One of its strongest findings among both ordinary citizens and elites is support for the idea of the EU as a “redistributive union”. One in two of the public think that richer states should provide financial support to poorer states (only 18 per cent disagree), while 77 per cent of elites also agree. But is there here an element of a natural enthusiasm for spending other people’s money?

Both groups also tend to be supportive of Germany’s role and proud of their European citizenship.

But there is also a clear lack of consensus among Europe’s elite about where the EU should be headed.

While 37 per cent feel the EU should get more powers, 28 per cent want to keep the status quo. Some 31 per cent would prefer to return more powers to individual member countries. The latter question, arguably the issue at the heart of the rise of populist and Brexit sentiment, was far more strongly supported by citizens, 48 per cent of whom want powers returned to the individual member countries.

United States of Europe

Asked about the idea of a “United States of Europe”, opinion was split, with 40 per cent saying they were supportive and 47 per cent opposed.

Dissatisfaction is reflected in the reality that just a third of ordinary voters say they feel they have benefited from European integration (71 per cent of the elites feel they have gained something).

A majority of citizens – 55 per cent – believe another state will leave the EU within a decade. Only 8 per cent of citizens across all 10 countries feel politicians care about what people like them think.

The commission’s response to Brexit has been to launch five papers on “The Future of Europe”, promising a “bottom-up consultation” process.

And the emphasis in Brussels these days is much more on the commission showing its relevance to voters by engaging directly in practical tasks instead, as one official put it, of issuing instructions to member states to do things.

He spoke of the novelty of police officers at Europol picking up the phone and speaking directly to Facebook about how they could collaborate in taking down terrorist-inspired content.

If Europe is to restore its legitimacy among disillusioned citizens then by common accord the Europe project also needs urgently to find a new popular raison d'etre , a new "meta-narrataive", to replace the historically valid idea that it is what has kept the peace in Europe. To a younger generation the second Word War is a distant memory.

Vimont accepts the need for a new narrative, and sees it in the idea of Europe as an anchor against the forces of globalisation. Together the EU can much better face up to – not confront, but master – the trading and political challenges of China, India, Russia and US.

And defence co-operation remains, he says , a key imperative for the Baltic states, who have watched Russia in Ukraine with considerable nervousness. The summit approved a new vehicle for defence co-operation.

Macron, at his first EU summit, said being an attractive destination for investment did not mean exposing Europe to what he termed “the disorder of globalisation” as he seeks to make good on a campaign pledge with a so-called protective Europe.

Globalisation

“Things are changing because we see the disorder of globalisation and the consequences in your own country.
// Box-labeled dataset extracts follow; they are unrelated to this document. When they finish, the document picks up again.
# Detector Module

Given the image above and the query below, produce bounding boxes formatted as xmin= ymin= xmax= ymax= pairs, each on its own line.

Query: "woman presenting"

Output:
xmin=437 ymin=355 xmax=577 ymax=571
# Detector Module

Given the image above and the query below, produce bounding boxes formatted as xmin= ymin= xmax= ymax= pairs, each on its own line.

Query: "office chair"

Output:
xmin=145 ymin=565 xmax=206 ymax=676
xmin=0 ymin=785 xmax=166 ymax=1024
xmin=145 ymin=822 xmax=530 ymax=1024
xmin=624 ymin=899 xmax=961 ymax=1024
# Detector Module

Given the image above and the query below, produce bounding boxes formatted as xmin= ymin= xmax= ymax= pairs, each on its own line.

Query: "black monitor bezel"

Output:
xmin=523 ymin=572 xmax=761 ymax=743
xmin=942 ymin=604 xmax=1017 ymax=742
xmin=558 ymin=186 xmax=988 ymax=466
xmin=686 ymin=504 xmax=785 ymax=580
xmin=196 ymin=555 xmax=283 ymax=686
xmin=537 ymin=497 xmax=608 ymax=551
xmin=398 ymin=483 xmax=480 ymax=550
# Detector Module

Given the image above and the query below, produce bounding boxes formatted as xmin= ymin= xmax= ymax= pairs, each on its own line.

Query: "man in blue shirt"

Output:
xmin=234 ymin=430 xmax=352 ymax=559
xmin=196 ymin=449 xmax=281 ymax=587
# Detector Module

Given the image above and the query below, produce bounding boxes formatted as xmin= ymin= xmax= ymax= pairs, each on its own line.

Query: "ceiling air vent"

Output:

I want to build an alliance around this idea,” Macron told a news conference . “I am for free trade ... but I am not for naivety.”

EU leaders at Bratislava, in the wake of the traumatic Brexit vote, came up with the theme “A Europe that protects” .... from terrorism, great-power bullying, unfair trade.

It was an idea that Ireland bought into at the time, though apprehensive about its protectionist overtones.

Whether it will run with the man or woman on the 46A in Dublin, the Metro in Paris or the U-bahn in Berlin is another matter.